Periodic Reporting for period 1 - DIAS (Smart Adaptive Remote Diagnostic Antitampering Systems)
Reporting period: 2019-09-01 to 2021-02-28
- Smart Adaptive Remote Diagnostic Anti-Tampering Systems (DIAS) aims to tackle tampering attempts at automotive environmental protection systems (EPS) in terms of prevention and detection. Tamperers (for more often financial or vehicle performance-related reasons) exploit or/and develops tampering with hardware (devices) and software to (partly) deactivate or bypass an EPS. Some of the most common tampering attempts are the deactivation of the SCR (Selective Catalytic Reduction) dosing system, the removal of the DPF (Diesel Particulate Filter), the deactivation of EGR (Exhaust Gas Recirculation) system and the removal of the TWC (Three-Way Catalyst).

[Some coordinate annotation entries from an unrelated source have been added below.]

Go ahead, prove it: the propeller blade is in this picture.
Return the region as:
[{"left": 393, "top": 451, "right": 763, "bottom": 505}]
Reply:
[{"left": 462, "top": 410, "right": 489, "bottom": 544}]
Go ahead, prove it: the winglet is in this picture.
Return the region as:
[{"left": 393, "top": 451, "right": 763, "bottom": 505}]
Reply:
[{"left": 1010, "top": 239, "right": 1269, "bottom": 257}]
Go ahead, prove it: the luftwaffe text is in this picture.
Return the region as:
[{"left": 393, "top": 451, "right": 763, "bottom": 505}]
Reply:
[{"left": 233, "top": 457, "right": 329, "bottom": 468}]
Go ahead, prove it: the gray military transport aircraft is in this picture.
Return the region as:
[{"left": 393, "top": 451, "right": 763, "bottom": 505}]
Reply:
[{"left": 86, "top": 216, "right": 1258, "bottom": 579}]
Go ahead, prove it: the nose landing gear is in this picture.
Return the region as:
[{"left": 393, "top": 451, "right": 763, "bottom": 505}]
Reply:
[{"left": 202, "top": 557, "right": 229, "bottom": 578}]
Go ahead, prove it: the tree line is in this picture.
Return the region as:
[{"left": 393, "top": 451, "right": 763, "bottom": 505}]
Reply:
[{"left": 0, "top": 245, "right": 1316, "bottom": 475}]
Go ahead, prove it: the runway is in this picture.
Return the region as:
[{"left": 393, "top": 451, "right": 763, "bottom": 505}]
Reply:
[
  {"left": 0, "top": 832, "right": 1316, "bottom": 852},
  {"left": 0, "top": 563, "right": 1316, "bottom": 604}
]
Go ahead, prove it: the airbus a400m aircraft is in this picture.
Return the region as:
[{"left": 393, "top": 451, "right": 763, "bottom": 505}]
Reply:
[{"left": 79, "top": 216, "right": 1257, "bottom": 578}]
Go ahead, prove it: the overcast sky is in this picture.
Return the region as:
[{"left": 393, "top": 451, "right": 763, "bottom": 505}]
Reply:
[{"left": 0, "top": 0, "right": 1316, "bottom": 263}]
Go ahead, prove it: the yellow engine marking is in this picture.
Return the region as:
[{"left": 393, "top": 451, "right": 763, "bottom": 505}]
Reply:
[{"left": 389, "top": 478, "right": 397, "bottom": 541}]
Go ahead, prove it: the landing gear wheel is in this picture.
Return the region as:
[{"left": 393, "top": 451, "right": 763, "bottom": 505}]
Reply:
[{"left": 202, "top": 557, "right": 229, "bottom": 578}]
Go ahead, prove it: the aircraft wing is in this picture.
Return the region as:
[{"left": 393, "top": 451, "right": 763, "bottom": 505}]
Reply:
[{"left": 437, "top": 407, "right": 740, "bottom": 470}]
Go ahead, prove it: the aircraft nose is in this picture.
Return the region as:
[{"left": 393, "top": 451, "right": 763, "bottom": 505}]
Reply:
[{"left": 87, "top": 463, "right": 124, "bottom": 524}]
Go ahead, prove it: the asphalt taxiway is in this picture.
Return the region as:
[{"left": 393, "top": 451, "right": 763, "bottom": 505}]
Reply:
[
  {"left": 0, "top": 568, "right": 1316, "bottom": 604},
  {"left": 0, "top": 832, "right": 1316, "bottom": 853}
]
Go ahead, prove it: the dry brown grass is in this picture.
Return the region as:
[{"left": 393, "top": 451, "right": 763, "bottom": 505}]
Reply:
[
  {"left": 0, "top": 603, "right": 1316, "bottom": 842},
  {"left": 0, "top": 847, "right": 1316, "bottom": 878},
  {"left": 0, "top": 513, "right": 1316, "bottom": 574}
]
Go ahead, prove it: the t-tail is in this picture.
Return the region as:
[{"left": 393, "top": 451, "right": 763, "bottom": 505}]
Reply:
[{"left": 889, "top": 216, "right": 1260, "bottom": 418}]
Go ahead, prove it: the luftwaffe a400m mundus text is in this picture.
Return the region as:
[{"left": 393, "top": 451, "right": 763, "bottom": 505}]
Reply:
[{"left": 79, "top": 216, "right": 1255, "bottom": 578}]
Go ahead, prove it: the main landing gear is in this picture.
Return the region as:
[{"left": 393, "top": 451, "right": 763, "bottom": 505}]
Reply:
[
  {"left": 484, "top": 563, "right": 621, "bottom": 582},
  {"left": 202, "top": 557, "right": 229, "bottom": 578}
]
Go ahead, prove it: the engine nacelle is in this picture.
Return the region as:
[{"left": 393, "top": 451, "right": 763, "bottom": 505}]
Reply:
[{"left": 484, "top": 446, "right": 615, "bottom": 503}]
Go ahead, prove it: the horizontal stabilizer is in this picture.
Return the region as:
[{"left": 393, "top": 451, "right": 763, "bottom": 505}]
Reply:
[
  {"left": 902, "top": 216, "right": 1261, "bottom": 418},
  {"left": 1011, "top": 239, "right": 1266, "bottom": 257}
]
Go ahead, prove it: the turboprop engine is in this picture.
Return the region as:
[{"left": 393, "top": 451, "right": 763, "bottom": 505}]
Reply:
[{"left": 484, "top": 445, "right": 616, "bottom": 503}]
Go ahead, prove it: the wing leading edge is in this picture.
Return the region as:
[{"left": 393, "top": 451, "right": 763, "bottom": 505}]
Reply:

- Even though air quality in Europe has improved over recent decades, the current levels of air pollutants can seriously affect human health and the environment. As an example, NOx contributes to the formation of ground-level ozone, to acid deposition and eutrophication of soil and water and, in particular, NO2 is associated with adverse effects on human health. Pollutant emissions of road vehicles have been reduced significantly thanks to the development and application of effective emissions control systems. Nevertheless, tampering with these systems leads to significantly elevated tailpipe emissions. Already in many European countries, tampered vehicles seem to cover a significant percentage of the vehicle’s fleet. For example, in early 2017, it was discovered that the SCR systems of up to 20% of eastern European heavy-duty vehicles on German roads are suspect of being manipulated. Tampering also exists for other important devices, such as tachographs or alcolocks. At the same time, automotive-type de-pollution technologies are applied in other sectors, such as rail, inland navigation, generators, earth-moving machinery, etc. In turn, any anti-tampering solution would also be relevant for these applications.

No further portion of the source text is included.